Während wir schreiben, ist es schon Samstag und wir sitzen im Zug nach Barcelona und machen nochmal Sightseeing vom Zugfenster aus auf die moderne Architektur und das Hafengelände von Valencia. Von Barcelona aus werden wir am Sonntag wieder nach Berlin fliegen. Eigentlich hatten einzelne schon vor, wahrscheinlich oder vielleicht noch am Freitag den Beitrag zu schreiben, aber die Gehirnzellen waren nach dem Tanzturnier in Streik oder Standby oder so getreten und es blieb der Computer auf dem Rücken im Rucksack.
Also von vorne: Wenn die Senior*innen unter uns gedacht haben, sie könnten am dritten Turniertag ausschlafen, weil das Turnier erst um 11:45 Uhr beginnt: Irrtum.
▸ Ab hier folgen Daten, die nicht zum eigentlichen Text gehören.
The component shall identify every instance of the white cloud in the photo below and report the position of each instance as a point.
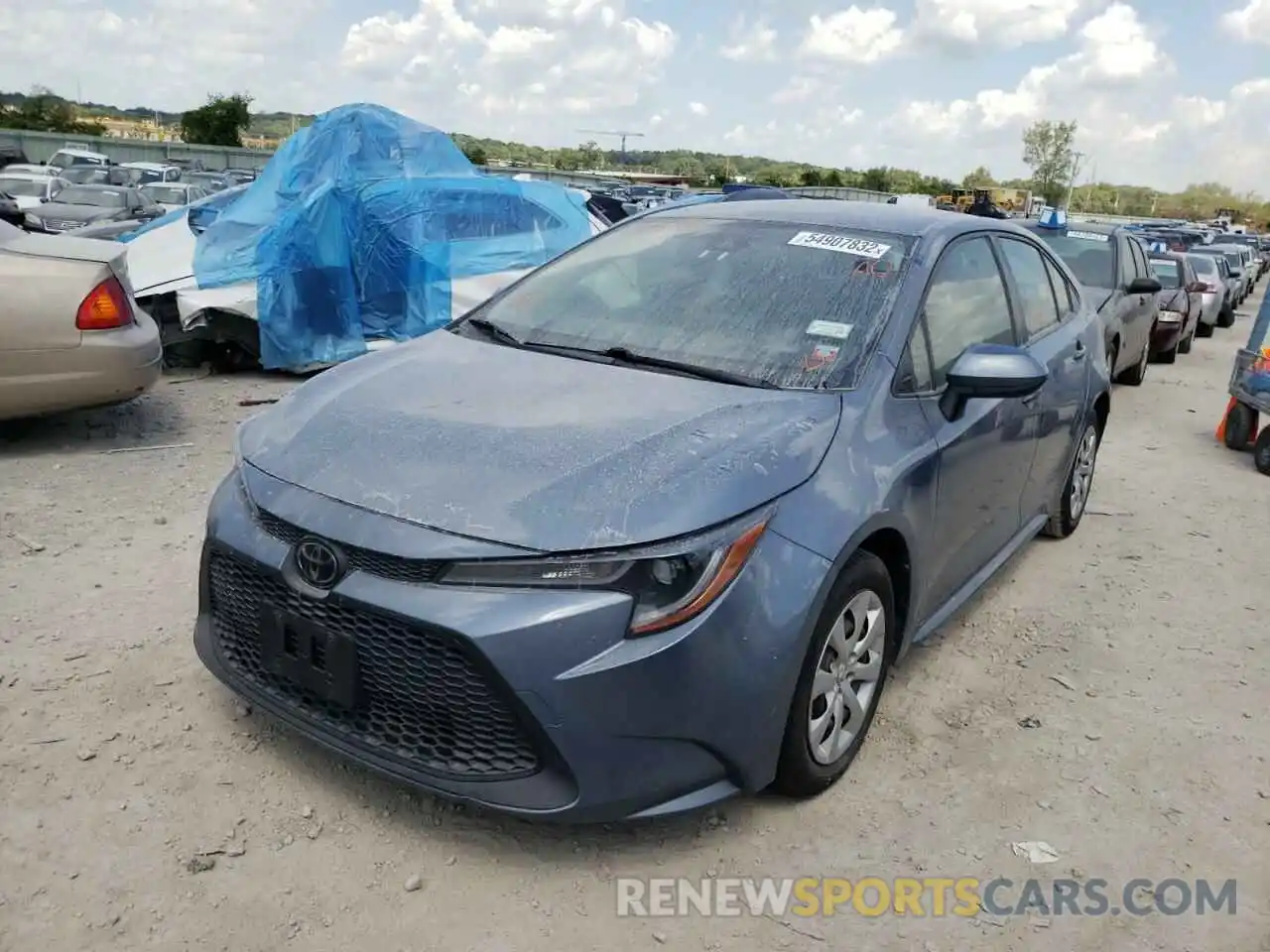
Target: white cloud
(749, 42)
(1250, 23)
(994, 23)
(855, 35)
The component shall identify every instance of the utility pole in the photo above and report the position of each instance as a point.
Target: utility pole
(1071, 181)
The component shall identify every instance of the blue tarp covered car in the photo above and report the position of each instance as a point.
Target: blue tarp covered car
(366, 225)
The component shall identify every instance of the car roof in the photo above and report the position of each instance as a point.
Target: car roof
(1093, 227)
(830, 212)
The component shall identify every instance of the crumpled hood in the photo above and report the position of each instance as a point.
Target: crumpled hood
(536, 451)
(76, 212)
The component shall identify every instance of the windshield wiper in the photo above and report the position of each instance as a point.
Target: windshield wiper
(492, 330)
(620, 354)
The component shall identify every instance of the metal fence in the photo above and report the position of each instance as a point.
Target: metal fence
(40, 148)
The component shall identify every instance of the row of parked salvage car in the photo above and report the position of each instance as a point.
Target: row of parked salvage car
(694, 488)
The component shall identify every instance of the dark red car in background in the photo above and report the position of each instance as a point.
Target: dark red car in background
(1180, 304)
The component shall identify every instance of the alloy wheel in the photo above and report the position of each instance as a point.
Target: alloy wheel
(1082, 472)
(846, 678)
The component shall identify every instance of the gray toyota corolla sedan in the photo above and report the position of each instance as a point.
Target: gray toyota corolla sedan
(649, 529)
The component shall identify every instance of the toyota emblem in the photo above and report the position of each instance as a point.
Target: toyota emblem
(318, 562)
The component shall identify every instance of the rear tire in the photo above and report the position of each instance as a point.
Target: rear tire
(1261, 452)
(1239, 425)
(864, 587)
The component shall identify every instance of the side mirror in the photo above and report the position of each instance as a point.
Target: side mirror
(992, 372)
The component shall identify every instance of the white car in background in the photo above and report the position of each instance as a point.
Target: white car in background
(30, 189)
(28, 169)
(175, 194)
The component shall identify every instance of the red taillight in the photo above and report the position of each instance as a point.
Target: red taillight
(105, 307)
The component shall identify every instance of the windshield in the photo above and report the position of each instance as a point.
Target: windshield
(167, 194)
(23, 188)
(66, 159)
(771, 301)
(1089, 254)
(99, 197)
(1167, 272)
(1203, 264)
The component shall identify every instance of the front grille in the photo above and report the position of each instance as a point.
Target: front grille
(423, 701)
(365, 560)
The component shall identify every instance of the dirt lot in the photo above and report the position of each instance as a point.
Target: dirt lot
(1138, 647)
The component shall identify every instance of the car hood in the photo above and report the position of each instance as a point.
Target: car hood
(536, 451)
(76, 212)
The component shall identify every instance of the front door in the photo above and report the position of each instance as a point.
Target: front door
(985, 454)
(1052, 335)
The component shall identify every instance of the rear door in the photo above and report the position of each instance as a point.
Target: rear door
(1139, 309)
(1055, 336)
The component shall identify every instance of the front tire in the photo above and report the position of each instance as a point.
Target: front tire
(842, 679)
(1080, 481)
(1239, 424)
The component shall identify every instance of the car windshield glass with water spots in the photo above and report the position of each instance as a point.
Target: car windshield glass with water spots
(1167, 273)
(168, 194)
(793, 304)
(1089, 255)
(23, 188)
(99, 197)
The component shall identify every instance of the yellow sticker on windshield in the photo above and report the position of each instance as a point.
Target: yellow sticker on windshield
(842, 244)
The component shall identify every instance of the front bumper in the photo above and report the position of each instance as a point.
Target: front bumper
(526, 702)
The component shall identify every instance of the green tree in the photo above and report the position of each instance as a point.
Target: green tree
(1048, 153)
(220, 122)
(42, 111)
(875, 179)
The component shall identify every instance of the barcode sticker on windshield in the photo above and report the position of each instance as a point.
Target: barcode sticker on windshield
(829, 329)
(861, 248)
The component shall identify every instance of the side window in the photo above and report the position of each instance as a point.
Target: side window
(966, 303)
(1064, 291)
(915, 373)
(489, 214)
(1032, 281)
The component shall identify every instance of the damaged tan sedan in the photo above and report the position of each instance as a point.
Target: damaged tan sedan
(71, 334)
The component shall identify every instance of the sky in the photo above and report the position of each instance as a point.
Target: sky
(1165, 94)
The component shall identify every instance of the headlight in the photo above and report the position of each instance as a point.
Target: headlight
(670, 583)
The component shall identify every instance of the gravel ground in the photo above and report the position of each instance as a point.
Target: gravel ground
(1133, 651)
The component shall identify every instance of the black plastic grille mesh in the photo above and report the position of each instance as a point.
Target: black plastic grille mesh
(416, 570)
(423, 699)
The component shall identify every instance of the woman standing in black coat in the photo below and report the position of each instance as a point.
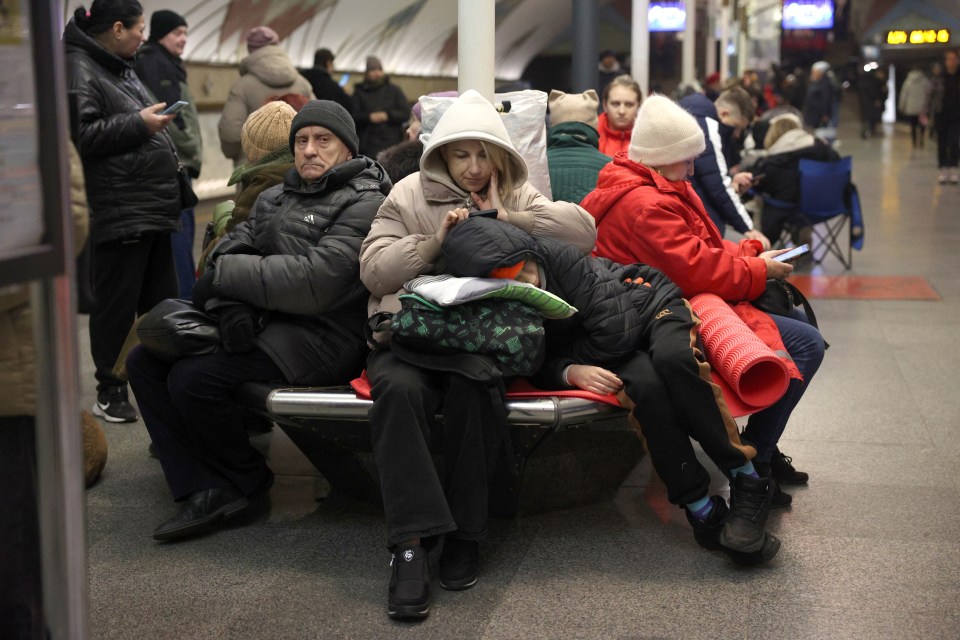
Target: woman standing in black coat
(131, 173)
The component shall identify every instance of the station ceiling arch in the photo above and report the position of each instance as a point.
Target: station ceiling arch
(411, 37)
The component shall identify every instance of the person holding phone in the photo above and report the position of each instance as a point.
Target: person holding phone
(468, 164)
(160, 67)
(131, 174)
(648, 212)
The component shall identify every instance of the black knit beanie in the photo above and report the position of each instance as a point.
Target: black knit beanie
(328, 114)
(163, 22)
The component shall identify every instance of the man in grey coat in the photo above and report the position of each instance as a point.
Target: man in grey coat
(285, 289)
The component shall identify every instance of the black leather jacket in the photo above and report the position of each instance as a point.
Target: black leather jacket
(131, 176)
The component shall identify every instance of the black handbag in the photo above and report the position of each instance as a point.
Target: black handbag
(188, 198)
(781, 297)
(176, 329)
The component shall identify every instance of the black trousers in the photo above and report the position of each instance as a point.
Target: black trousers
(948, 143)
(418, 500)
(21, 596)
(129, 279)
(197, 430)
(674, 400)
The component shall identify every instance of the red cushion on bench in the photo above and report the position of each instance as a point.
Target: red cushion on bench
(518, 389)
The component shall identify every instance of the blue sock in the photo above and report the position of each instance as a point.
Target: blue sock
(700, 509)
(747, 469)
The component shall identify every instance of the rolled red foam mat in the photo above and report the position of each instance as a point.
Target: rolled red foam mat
(741, 359)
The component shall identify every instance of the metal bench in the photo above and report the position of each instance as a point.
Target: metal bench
(569, 451)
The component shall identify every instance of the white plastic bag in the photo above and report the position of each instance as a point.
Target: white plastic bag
(525, 123)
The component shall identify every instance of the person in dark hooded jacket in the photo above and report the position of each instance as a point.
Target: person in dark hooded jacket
(722, 122)
(286, 290)
(130, 168)
(160, 67)
(382, 108)
(634, 335)
(573, 144)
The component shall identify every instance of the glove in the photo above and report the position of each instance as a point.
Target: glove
(204, 289)
(238, 327)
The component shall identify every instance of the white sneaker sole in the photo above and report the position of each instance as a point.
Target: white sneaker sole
(100, 413)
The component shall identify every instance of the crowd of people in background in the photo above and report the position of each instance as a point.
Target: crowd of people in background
(340, 202)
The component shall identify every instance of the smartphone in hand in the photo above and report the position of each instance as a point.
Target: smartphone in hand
(793, 254)
(176, 106)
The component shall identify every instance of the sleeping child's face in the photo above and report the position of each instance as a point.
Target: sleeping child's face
(530, 273)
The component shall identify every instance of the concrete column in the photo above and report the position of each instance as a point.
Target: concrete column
(713, 19)
(725, 10)
(476, 40)
(640, 46)
(688, 71)
(583, 73)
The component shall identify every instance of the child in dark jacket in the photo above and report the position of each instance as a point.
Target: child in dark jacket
(634, 335)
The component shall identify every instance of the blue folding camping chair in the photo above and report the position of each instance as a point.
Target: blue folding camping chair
(828, 200)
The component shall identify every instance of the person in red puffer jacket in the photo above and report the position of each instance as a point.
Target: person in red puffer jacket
(647, 211)
(621, 100)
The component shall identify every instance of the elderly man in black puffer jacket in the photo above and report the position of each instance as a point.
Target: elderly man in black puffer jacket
(285, 286)
(635, 336)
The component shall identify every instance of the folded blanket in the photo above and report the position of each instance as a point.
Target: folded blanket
(447, 290)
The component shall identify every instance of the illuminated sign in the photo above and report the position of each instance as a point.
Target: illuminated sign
(807, 14)
(918, 36)
(666, 16)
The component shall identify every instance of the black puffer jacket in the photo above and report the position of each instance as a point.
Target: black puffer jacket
(613, 316)
(298, 255)
(131, 175)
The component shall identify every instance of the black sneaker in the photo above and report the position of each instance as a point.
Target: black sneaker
(749, 507)
(780, 498)
(409, 594)
(459, 564)
(781, 467)
(113, 406)
(707, 534)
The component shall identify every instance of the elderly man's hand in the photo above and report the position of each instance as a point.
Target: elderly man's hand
(754, 234)
(742, 181)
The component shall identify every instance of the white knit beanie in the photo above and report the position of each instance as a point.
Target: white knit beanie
(664, 133)
(266, 130)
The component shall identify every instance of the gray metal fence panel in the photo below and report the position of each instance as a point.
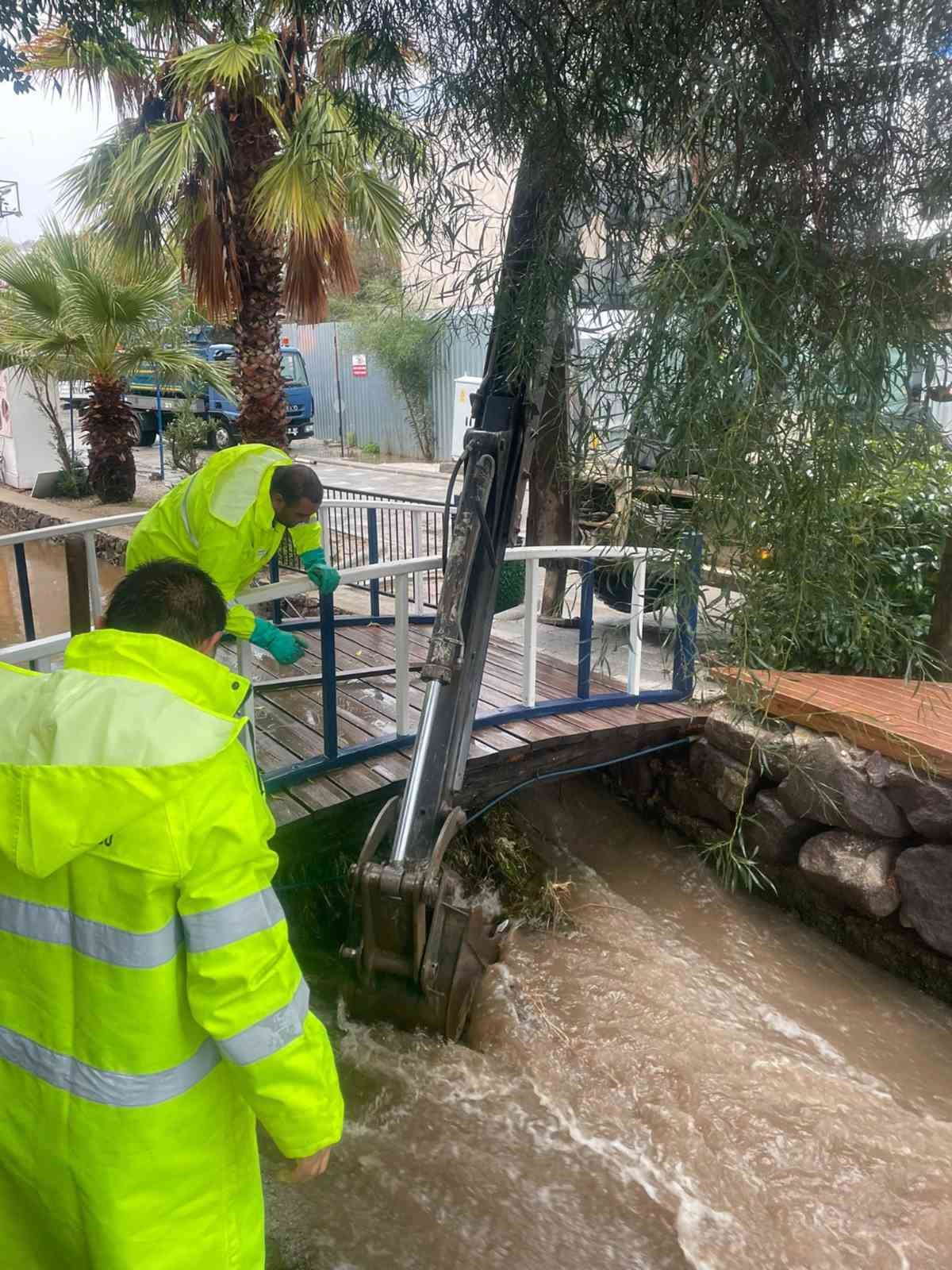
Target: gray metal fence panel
(461, 351)
(371, 408)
Eintanzen gibt es nur von 9:20 bis 10:00 Uhr. Also doch um 7:00 Uhr raus, frühstücken und ab zur Halle. Dann Michael begrüßen und einchecken (der musste übrigens so früh raus, dass es im Hotel noch nichts zu essen gab – der arme Mensch). Zum Glück waren die Umkleiden groß und so konnten wir das Anmalen wenigstens in die Halle verlegen (inklusive des Teilens von Make-Up-Tipps mit den „revue en rose“ Tänzer*innen).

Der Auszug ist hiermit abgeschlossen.